A critical analysis of the pneumatology of Thomas Erskine of Linlathen
MetadataShow full item record
In performing an analysis of the pneumatology of Thomas Erskine it is first necessary to look for the presence of a traditional Trinitarian Pneumatology which is based on the historical findings of the church and which deals with the subject of hypostasis and the relationships between the Persons within the Godhead. This kind of pneumatology is found to be lacking in Erskine’s writings. The next step is to proceed to look for anything that could replace it. Erskine’s concept of the “first bond” of the flesh, the role of the human conscience, and the place of the living Word are three things that partially take the place of a formal pneumatology in Erskine’s thinking. Erskine was very interested in the West Country revival which began in Scotland in 1829. He visited the area and wrote about his observations and experiences there. This increased his interest in the actions of the Holy Spirit both in experience and the scriptures. Even though he later recanted his endorsement of these manifestations in his own day, he held to his belief that such phenomena should appear in a healthy church which follows a New Testament pattern. In this thesis Erskine’s writings are analyzed by scanning all of them into a computer database and searching for references to the actions of the Holy Spirit.

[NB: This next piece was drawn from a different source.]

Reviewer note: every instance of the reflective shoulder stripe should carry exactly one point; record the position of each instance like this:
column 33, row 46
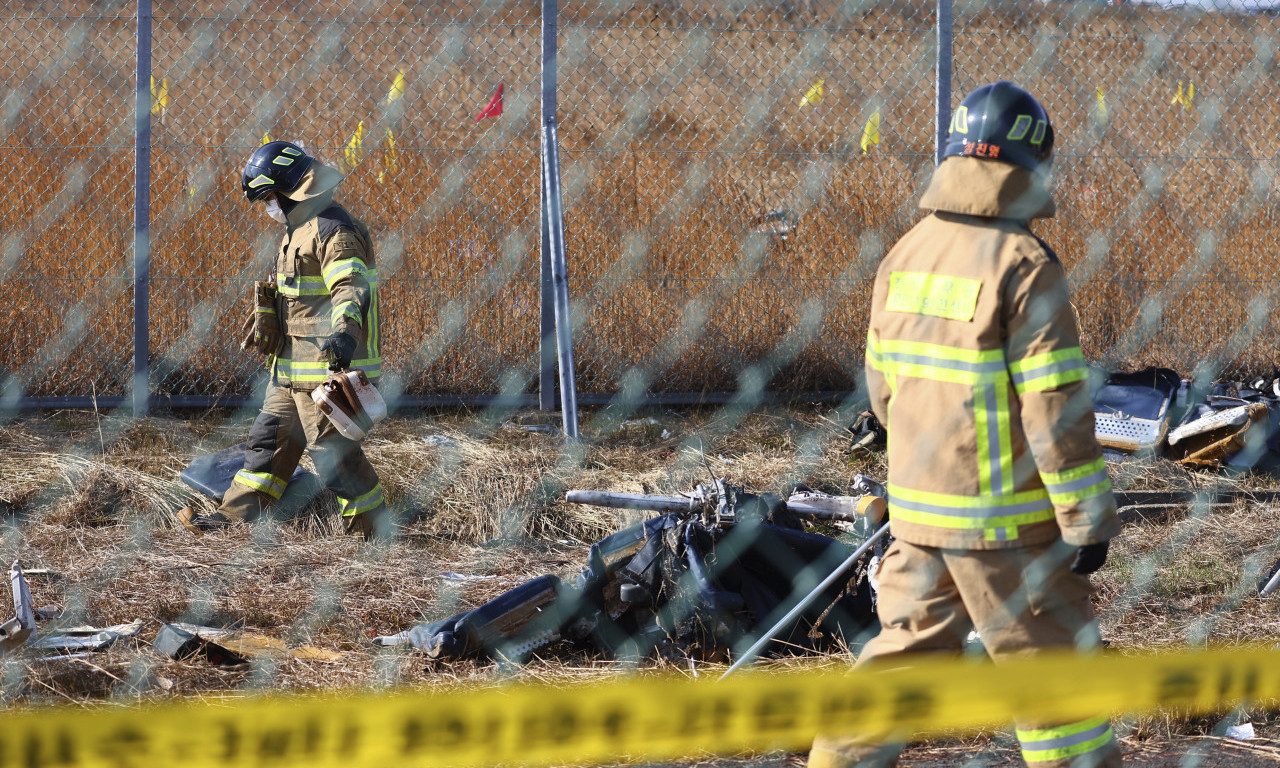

From this a dynamic pneumatology emerges. A dynamic pneumatology is not concerned with historic creeds or the relationships within the Godhead, John McIntyre defines a dynamic pneumatology as one that speaks of what the Holy Spirit does. McIntyre’s taxonomy sets forth eleven patterns of dynamic pneumatology with many sub-patterns. This examination of the writings of Erskine reveals a strong dynamic pneumatology which is both relational and ecclesial.